Before Adam could protest, she had him in the kitchen, seated at a round oak table. He watched as she bustled, plugging in the coffeemaker, putting the cheese bread into the oven to warm.

She was an attractive woman in her large-scale way. She had a broad, fair face with pink cheeks, a small nose and a generous jaw. Her dark red hair was so curly it was almost crinkly.

She asked all the polite questions about his flight, and he answered, but he didn’t want to talk about himself. He guided the conversation in a different direction. “Have you worked for Mrs. Trent long?”

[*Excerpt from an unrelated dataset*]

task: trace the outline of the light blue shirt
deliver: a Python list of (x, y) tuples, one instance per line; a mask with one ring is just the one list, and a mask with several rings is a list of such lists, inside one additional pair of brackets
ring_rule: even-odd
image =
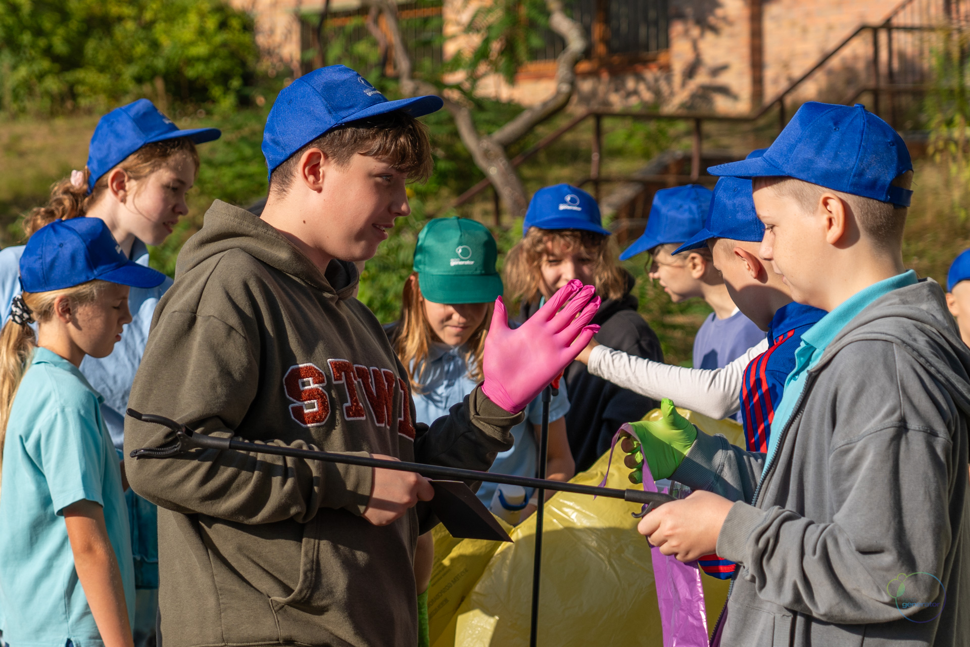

She set down a coffee mug, a plate and a fork before him. “Nine years,” she said. “My aunt Consuela used to have this job. But she quit after the tornado, when the barn fell on Mr. Trent. ‘No deseo más de este tiempo de Tejas,’ she said. ‘No more of this Texas weather for me.’ And she made my uncle Emil take a job in British Columbia. Well, maybe she had a point. Because, at least, she missed that accursed flood last fall.”

Adam looked up, his interest piqued. “Tornado?” he said. “Flood?”

“Indeed.” Bridget shook her head with feeling. “It’s never dull around here. Now the tornado was an act of God, but that flood, it was another matter entirely….”

She took the conversational bit between her teeth, and she was off and running.

MICKEY STRETCHED out her trip to town. She went to the library, and Violet, the head librarian, had already heard about Beverly and the baby. News traveled fast in Crystal Creek.

“Bridget’s sister told me,” Violet said with a sad shake of her head. She led Mickey straight to the medical section and handed her the latest book about children with heart conditions. “It’s a good book,” she said. “Last winter, Dr. Purdy recommended it to Betsy Hutchinson when her little boy was diagnosed with a heart murmur. Betsy said it was a great comfort.”

She patted Mickey’s arm, and Mickey thanked her, touched by her concern.

Mickey went to the Long Horn Coffee Shop. Kasey, the manager, came right over and filled her a coffee cup. She nodded at the book on the red-and-white checkered tablecloth. “I heard about what happened. Nora Slattery was in here earlier. She was mighty upset.”

Mickey nodded sadly. Nora was the wife of J.T.’s foreman and had lived on J.T.’s ranch for years. She had known Beverly since childhood.

Kasey said, “My cousin’s baby had the same problem, Mick. She came through with flying colors. You’d look at her and never guess. I hope it’s the same for this little gal. But Carolyn’s devastated at this point, I imagine.”

“More than devastated,” Mickey said. “I—don’t think I can talk about it.” She didn’t want to cry again.

“I understand, hon. Tell her hello, and that we’re all pulling for her and the whole family. I’ll leave you be. Read your book. Maybe you’ll feel better.”